OpenAI Research: Why GPT-5 and Chatbots Still Hallucinate

OpenAI says confident errors in AI come from flawed evaluations, and offers a new way to score models.

Emmanuella Madu
2 Min Read

OpenAI researchers are taking a closer look at one of the most persistent challenges in AI: hallucinations.

In a new research paper, summarized in an OpenAI blog post, the company defines hallucinations as “plausible but false statements generated by language models.” Despite advances in systems like GPT-5 and ChatGPT, the researchers say hallucinations “remain a fundamental challenge for all large language models”, and are unlikely to ever be completely eliminated.

To demonstrate, the team asked a widely used chatbot about the title of researcher Adam Tauman Kalai’s PhD dissertation. It produced three confident answers,  all incorrect. The same thing happened when asked about his birthday.

Why do chatbots get these facts wrong with such confidence?
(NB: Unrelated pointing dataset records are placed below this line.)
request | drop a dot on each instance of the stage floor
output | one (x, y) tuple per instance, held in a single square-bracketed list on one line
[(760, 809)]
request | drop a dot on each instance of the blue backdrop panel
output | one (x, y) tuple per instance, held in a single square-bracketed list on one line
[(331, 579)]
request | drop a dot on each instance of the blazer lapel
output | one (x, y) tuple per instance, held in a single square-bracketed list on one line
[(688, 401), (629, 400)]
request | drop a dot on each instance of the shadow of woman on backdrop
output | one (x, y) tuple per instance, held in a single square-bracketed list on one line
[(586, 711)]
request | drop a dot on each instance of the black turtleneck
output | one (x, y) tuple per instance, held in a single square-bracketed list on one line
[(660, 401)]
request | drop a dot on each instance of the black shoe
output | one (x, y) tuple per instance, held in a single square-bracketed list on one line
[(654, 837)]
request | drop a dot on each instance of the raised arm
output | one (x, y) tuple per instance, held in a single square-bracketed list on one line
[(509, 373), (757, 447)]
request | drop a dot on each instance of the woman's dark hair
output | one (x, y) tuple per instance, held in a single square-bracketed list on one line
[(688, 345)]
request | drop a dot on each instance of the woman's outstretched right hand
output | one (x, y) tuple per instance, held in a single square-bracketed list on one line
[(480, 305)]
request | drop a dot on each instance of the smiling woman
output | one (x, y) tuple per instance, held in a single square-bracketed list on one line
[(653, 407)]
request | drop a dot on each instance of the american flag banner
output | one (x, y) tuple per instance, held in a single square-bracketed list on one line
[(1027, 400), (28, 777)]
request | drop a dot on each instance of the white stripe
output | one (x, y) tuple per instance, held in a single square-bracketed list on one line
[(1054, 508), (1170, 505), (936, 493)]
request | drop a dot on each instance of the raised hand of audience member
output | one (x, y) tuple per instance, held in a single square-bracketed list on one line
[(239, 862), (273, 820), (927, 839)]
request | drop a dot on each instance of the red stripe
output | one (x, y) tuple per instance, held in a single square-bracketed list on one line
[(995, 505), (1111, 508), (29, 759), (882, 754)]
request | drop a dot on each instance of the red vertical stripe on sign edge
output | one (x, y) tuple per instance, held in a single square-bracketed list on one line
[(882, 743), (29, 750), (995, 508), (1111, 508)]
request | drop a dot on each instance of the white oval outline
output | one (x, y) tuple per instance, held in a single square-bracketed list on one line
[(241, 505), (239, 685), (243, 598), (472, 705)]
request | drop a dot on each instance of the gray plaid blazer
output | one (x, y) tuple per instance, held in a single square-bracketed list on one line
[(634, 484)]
According to the paper, the issue partly stems from pretraining: models learn to predict the next word in a sentence, without distinguishing between true and false statements. While consistent patterns like spelling improve with scale, arbitrary low-frequency facts, like a person’s birthday, remain prone to error.

Instead of focusing solely on training, the paper points to a deeper issue: how models are evaluated. Current accuracy-based benchmarks encourage guessing, much like multiple-choice exams where random answers can score points. In this setup, saying “I don’t know” always scores zero, but guessing could pay off.

The researchers argue for a new approach: model evaluations should penalize confident errors more heavily while rewarding uncertainty. In other words, give partial credit when an AI admits it doesn’t know, and deduct more when it makes a bold but wrong claim.

Related: OpenAI Restructures Model Behaviour Team, Launches New OAI Labs 

“It’s not enough to introduce a few new uncertainty-aware tests on the side,” the paper warns. “The widely used, accuracy-based evals need to be updated so that their scoring discourages guessing. If the main scoreboards keep rewarding lucky guesses, models will keep learning to guess.”